Monsieur le président, madame la ministre, mes chers collègues, le Conseil d'État a vocation, de par ses arrêts, à faire respecter la loi par la puissance publique, grâce à une jurisprudence adéquate.
C'est le cas pour les communes qui, ayant été sollicitées par l'État, sur la base de textes réglementaires, pour transmettre les dossiers de passeports et de cartes d'identité, demandent, via la justice administrative, la mise en oeuvre de l'article L. 1611-1 du code général des collectivités territoriales, selon lequel « aucune dépense à la charge de l'État ou d'un établissement public à caractère national ne peut être imposée directement ou indirectement aux collectivités territoriales ou à leurs groupements qu'en vertu de la loi ».
Tant les cours administratives d'appel que le Conseil d'État prononcent régulièrement des condamnations à l'encontre de l'État, via la recevabilité des demandes en dédommagement. Des communes vont donc être indemnisées à ce titre, après une procédure devant les cours et tribunaux administratifs tels que ceux de Versailles, Villeurbanne, Besançon ou Audincourt. Je ne les citerai pas tous, tant les recours vont se multiplier si cette situation perdure.

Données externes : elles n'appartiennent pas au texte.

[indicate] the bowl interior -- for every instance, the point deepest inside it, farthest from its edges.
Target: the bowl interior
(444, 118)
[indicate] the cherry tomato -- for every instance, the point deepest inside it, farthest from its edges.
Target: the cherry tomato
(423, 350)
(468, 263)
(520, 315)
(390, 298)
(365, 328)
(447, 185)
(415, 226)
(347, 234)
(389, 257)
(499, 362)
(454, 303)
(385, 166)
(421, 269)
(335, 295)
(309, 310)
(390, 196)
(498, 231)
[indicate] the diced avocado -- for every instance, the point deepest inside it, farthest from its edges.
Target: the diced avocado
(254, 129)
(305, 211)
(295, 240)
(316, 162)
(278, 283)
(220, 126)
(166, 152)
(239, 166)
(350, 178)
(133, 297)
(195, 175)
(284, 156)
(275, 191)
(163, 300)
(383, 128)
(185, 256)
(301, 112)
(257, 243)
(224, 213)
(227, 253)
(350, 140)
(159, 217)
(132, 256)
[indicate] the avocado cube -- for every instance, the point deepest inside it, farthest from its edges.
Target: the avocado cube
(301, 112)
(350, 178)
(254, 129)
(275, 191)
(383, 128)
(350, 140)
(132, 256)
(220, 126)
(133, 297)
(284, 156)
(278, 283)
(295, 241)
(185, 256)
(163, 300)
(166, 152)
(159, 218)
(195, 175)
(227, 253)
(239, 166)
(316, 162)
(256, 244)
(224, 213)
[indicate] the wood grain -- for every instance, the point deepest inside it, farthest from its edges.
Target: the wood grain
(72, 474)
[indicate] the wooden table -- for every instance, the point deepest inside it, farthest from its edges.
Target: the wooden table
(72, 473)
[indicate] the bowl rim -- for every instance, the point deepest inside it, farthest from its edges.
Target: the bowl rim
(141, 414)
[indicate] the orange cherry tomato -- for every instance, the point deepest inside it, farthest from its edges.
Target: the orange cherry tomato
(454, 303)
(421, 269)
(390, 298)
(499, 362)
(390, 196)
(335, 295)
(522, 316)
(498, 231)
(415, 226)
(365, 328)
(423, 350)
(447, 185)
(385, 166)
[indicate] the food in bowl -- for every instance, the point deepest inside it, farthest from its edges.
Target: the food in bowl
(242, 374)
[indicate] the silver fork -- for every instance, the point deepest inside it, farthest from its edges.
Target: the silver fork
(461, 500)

Les communes doivent établir la réalité de leur préjudice en lien direct de causalité, selon le principe général régissant ce type de contentieux. Cela ne pose pas de problème, mais engendre naturellement des disparités quant aux montants des indemnisations. Je souhaite donc savoir si les collectivités seront traitées sur un pied d'égalité en percevant une indemnisation ad hoc ou si tous les exécutifs communaux devront ester en justice.
Il convient, en effet, de souligner que, contrairement à la loi, la jurisprudence, qu'elle soit civile ou administrative, autorise les fluctuations financières sur le montant des indemnisations, selon que tel ou tel paramètre est retenu ou non par le juge, par exemple le temps moyen de traitement d'un dossier ou la prise en compte d'une période de prescription.
Selon moi, toutes les collectivités doivent être traitées sur un pied d'égalité, ce qui serait possible si un barème de remboursement ainsi que les modalités dudit remboursement étaient mis en place par l'État. Cette voie, madame le ministre, va-t-elle être suivie par les pouvoirs publics ?
Un tel dispositif, voire une spécialisation totale de certains membres du Conseil d'État dans un contentieux qui connaîtra une croissance exponentielle, éviterait également l'engorgement prévisible des tribunaux administratifs.
Mon propos vise tout autant à assurer une égalité de traitement qu'à éviter l'apparition d'une cascade contentieuse liée à cette indemnisation ad hoc, cascade qui ne serait, bien sûr, profitable à personne.